Since most of you are not from Yellowstone County, and even the one person who was born in Montana in our Congressional delegation was from one of the northern counties, not Yellowstone, I wanted to remind you of the rocky relationship this place has had with “the others” and beg you as a historian and writer not to add to that history, which while not proud, nonetheless needs recalling at moments like this.
The Rims which provide that same backdrop for the Metra were also nearby the place the Apsaalooké people’s grief-stricken families jumped off the cliffs as a sacrifice to save their tribe and other family members during an epic smallpox outbreak in the 1830s — this valley and city surrounded by eternal markers of suffering, misery and uncertainty. Surely, that history alone would be enough for reconsideration.
But, there’s more in this place.
My own last name was changed because my great-grandparents were fearful of the angry mobs who terrorized neighborhoods in places like Billings, Laurel and Red Lodge, hunting people they thought were suspiciously foreign, or not enthusiastic enough about America’s entry into World War I. Some were run out of town. Some were marched through city streets by torchlight. Others were imprisoned in Deer Lodge.
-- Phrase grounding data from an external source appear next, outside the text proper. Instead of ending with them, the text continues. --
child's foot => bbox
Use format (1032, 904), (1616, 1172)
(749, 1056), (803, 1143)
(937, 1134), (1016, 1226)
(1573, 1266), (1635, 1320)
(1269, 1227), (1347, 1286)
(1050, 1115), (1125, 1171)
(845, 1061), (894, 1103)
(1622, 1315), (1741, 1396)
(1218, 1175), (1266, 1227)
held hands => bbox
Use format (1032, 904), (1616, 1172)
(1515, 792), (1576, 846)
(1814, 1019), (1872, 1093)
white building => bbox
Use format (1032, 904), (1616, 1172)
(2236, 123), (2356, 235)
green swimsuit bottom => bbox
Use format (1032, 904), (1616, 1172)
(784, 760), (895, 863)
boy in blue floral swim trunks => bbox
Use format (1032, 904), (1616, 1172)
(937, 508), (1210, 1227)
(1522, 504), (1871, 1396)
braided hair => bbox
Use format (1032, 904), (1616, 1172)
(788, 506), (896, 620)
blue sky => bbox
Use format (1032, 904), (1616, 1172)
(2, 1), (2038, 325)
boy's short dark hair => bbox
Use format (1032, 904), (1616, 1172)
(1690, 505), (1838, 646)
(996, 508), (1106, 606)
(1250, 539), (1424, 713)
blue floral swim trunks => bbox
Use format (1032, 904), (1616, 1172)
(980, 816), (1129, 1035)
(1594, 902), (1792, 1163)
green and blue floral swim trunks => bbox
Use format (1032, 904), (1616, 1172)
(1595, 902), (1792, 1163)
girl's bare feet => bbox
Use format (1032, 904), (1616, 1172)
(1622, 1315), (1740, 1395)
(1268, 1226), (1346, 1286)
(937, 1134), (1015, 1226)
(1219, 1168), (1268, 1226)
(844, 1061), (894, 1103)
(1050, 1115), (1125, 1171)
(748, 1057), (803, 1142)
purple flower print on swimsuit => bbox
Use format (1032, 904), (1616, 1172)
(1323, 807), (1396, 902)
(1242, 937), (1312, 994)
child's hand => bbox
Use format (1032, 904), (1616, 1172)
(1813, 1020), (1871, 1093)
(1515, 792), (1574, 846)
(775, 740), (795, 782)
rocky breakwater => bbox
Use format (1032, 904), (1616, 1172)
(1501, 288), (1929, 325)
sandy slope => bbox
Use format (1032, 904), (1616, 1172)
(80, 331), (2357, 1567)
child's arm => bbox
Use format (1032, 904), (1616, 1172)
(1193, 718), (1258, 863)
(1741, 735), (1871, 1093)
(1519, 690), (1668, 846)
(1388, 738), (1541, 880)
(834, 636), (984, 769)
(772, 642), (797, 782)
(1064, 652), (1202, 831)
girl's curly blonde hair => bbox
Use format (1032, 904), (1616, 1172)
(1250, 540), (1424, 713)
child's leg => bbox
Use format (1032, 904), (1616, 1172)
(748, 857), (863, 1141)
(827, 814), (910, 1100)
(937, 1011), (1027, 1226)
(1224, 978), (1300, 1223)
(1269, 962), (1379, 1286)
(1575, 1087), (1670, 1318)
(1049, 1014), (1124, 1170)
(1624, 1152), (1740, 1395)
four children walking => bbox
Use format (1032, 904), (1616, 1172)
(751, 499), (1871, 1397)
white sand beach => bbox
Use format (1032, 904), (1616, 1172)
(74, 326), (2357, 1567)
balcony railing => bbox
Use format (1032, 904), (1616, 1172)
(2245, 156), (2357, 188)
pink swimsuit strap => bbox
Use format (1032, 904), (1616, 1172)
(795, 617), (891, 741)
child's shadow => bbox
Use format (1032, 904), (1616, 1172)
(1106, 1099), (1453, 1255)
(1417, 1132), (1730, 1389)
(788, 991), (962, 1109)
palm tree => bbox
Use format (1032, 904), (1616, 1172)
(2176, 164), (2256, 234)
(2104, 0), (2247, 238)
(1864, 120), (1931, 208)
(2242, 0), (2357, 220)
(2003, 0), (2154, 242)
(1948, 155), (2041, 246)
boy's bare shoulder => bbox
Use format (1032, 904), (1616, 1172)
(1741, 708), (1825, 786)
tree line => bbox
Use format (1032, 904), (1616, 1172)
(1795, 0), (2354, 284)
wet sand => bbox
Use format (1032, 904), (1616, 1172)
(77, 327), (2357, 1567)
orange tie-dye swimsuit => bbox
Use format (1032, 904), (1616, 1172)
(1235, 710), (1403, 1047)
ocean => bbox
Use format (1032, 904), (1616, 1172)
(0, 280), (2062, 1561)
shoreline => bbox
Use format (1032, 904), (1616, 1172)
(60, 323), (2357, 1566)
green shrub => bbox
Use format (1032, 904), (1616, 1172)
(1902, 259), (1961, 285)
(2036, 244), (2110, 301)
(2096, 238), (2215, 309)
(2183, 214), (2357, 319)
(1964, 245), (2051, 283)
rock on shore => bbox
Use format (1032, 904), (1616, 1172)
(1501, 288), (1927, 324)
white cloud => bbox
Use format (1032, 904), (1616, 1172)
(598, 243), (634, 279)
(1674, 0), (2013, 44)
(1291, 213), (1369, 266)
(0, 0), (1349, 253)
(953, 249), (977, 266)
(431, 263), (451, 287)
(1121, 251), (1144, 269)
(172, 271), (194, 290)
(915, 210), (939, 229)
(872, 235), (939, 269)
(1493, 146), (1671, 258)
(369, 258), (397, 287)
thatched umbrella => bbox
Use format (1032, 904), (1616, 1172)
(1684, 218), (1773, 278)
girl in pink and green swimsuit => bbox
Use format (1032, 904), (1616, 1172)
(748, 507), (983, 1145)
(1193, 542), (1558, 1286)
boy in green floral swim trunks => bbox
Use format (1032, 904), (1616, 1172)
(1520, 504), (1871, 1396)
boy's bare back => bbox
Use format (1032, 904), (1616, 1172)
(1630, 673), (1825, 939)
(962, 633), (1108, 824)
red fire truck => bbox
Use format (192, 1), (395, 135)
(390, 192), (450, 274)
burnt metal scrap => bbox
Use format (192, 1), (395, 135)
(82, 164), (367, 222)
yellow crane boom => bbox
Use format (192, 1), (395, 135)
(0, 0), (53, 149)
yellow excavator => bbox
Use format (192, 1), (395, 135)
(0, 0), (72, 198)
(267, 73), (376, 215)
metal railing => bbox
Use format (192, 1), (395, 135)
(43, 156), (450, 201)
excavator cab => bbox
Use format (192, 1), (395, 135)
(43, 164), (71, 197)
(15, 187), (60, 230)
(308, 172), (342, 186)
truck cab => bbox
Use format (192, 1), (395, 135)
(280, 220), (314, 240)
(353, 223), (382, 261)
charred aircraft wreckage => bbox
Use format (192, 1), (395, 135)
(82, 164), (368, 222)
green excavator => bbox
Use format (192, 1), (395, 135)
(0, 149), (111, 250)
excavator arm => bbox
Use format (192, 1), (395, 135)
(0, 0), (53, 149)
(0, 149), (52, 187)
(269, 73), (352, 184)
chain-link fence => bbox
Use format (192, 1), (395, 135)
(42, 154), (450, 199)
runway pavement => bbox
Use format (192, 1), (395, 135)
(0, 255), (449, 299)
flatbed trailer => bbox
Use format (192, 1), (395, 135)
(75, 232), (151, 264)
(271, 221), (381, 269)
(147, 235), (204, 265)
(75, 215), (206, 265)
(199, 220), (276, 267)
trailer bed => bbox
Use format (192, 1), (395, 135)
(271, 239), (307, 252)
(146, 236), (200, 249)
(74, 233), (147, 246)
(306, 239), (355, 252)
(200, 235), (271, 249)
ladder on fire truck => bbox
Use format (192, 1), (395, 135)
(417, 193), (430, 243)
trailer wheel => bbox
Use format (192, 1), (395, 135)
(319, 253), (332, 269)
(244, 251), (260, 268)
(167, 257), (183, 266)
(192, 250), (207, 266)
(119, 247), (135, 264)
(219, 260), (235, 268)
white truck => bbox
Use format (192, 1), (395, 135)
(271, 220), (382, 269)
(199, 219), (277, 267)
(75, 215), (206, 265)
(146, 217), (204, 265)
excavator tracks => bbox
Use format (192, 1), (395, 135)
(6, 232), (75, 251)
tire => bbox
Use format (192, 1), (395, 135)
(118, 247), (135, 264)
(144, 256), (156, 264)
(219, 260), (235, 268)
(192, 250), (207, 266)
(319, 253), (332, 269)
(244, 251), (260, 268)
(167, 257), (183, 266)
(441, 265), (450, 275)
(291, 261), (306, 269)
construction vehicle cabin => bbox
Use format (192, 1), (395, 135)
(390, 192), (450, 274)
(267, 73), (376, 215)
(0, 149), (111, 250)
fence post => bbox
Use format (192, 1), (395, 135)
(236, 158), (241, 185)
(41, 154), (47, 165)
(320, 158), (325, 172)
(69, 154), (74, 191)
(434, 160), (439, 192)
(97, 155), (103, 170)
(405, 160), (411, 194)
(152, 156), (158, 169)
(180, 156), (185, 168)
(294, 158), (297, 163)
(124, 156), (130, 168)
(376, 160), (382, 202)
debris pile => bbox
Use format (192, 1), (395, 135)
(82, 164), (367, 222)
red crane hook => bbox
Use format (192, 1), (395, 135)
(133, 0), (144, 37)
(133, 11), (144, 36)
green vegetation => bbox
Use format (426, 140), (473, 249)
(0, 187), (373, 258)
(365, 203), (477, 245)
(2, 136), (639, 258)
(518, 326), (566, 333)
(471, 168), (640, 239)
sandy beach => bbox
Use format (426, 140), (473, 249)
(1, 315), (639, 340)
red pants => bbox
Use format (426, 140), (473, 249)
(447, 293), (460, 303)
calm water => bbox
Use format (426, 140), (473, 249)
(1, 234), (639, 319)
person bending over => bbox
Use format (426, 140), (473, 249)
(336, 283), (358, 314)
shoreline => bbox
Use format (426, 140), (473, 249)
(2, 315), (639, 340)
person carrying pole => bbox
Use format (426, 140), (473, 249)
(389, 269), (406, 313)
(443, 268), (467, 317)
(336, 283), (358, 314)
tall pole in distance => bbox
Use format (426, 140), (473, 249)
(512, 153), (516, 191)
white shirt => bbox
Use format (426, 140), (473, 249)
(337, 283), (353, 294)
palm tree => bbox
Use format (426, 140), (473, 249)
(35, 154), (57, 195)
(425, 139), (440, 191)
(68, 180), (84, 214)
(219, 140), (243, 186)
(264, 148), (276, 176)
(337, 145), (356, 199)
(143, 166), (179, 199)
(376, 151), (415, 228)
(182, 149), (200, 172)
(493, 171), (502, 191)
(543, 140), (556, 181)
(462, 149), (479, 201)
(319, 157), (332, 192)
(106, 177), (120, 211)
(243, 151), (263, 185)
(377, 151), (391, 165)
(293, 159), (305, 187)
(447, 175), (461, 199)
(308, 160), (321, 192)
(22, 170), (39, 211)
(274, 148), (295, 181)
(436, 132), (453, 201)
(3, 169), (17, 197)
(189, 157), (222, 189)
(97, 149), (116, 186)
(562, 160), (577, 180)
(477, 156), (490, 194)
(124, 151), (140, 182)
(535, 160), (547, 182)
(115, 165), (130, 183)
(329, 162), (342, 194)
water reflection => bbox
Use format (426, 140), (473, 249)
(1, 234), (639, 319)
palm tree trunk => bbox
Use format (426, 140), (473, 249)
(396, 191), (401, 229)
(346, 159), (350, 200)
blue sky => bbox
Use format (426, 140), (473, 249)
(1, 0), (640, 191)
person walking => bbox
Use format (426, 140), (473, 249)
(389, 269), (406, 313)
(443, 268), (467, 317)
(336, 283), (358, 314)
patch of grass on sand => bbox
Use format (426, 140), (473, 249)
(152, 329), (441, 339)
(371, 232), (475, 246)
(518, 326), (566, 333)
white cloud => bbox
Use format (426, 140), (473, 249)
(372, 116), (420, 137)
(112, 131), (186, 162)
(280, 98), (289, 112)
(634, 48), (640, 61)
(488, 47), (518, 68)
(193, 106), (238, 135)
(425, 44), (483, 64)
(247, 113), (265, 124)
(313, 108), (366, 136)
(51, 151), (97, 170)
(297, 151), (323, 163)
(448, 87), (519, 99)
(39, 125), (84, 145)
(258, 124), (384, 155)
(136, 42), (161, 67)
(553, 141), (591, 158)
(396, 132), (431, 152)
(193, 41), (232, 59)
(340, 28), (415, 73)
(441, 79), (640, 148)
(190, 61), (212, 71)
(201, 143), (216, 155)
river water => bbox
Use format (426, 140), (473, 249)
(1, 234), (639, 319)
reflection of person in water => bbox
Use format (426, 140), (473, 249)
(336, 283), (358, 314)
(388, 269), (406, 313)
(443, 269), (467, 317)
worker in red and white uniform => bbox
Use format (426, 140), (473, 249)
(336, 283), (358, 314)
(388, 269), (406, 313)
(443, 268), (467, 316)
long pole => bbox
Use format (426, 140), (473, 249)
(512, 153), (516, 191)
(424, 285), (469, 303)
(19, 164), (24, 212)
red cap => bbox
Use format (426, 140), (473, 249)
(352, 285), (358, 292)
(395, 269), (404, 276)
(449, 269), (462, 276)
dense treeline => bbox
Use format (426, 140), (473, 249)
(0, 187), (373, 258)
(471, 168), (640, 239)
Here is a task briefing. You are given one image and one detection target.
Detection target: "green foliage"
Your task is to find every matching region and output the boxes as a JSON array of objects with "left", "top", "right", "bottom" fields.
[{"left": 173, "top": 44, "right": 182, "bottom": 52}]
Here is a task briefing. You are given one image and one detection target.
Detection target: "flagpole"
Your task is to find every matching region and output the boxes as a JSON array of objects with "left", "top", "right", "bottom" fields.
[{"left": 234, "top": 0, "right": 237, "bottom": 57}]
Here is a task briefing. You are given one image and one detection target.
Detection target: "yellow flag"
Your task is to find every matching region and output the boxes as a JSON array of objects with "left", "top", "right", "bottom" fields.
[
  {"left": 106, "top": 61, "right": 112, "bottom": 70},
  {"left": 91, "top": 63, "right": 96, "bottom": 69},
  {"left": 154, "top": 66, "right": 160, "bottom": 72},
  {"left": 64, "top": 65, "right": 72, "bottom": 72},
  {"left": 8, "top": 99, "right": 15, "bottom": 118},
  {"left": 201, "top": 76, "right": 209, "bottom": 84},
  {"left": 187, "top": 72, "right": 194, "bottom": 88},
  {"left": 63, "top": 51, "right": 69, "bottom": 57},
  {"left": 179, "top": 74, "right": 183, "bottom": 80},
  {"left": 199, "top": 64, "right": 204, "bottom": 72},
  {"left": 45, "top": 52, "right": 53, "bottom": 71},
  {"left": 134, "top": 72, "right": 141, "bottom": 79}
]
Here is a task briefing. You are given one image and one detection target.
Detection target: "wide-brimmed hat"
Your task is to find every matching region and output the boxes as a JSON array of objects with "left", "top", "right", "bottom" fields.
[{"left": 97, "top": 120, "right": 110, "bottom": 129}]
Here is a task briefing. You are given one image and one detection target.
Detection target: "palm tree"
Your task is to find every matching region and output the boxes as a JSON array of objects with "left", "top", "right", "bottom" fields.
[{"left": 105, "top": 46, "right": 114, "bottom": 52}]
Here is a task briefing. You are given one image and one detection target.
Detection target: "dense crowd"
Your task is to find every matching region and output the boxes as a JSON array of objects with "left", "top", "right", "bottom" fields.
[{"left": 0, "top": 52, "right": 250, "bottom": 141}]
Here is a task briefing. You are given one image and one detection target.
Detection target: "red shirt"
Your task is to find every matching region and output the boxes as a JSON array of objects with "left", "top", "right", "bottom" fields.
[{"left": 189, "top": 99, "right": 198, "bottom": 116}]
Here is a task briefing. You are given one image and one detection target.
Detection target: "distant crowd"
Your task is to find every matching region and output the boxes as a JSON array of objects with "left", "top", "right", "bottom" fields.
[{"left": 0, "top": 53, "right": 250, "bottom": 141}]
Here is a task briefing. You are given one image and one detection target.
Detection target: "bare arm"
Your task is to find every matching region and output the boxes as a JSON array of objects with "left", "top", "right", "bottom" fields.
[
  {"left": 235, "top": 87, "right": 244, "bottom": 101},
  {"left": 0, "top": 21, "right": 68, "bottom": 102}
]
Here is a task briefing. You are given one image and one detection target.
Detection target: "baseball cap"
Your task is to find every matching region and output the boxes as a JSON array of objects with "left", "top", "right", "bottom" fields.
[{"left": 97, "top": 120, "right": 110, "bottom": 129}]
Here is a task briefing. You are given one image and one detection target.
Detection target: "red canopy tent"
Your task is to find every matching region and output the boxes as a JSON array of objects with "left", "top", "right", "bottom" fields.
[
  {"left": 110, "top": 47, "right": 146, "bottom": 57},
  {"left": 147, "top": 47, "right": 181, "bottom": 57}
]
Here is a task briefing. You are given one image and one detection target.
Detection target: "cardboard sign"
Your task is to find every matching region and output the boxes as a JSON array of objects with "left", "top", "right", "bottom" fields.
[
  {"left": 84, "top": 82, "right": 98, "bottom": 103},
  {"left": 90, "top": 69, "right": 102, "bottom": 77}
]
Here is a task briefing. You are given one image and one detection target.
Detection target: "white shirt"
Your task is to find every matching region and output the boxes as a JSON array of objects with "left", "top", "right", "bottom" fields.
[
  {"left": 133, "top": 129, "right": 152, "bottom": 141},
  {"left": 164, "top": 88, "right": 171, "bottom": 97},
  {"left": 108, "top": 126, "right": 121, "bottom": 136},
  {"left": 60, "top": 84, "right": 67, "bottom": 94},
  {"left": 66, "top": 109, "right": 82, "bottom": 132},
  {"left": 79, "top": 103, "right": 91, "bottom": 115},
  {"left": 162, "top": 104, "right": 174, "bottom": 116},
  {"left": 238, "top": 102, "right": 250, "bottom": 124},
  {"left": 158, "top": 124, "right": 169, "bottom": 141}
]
Even though I spent a large chunk of time in Laurel, where my grandparents lived, when we had gatherings, reunions and picnics at Riverside Park there, I have always had an uneasy feeling because I remember them telling me about a time when it was used as a housing camp for prisoners of war during World War II. A few relatives recalled speaking the low Volga German with the Germans who had been captured. They remembered the barbed wire and the army outfits, a haunting and eerie thing for a child who remembers the incongruity of a playground being where these people were forcibly held, a world away from the place they knew as home.
The Hispanic community in Yellowstone County has a rich and vibrant history, including an annual fiesta celebration that is more than a century old here. I fear for those wonderful community members whose own family roots run just as deeply here as mine.
And, keep in mind as our leaders contemplate using county property as a round-up facility, that not so long ago, this was the same community that rallied when Jewish families were being targeted. I am and was a member of the church that had its windows shot out for putting up a Menorah. I worry that using MetraPark to round up people is the opposite of what the community began with the “Not In Our Town” movement.
We have stood proudly as we’ve welcomed the stranger, something commanded repeatedly in the Bible, which our President apparently reveres so much he cannot cite a favorite book or verse, but has no qualms selling it as a tchotchke.
We do not accept that our taxpayer-funded property will be used as the place where we rounded up immigrants, just because they were foreigners and strangers. Morse’s enthusiasm to demonstrate his Trump bonafides and loyalty shouldn’t stain this facility and place, which sits in the heart of the largest Montana city, as a tool of punishment and dehumanization.
If the leadership of this country is literally hellbent on such a program, not here. Consider this an objection from the great-grandson of those who came here to harvest crops and found their way into citizenship, grateful for their new homeland. It is indeed time for the next generation to welcome our brothers and sisters.
And speaking of that, let’s not play clever word games that literally whitewash the reality of what is going to happen. This is no detention, like a teenager who has been acting poorly. The reality of the situation is that if we deport many of these men, women and families, they may go back to a country that will imprison, torture or even kill them. This is no detention as much as it could be the prelude to a death sentence.
And I as a resident of Yellowstone County want no part of that.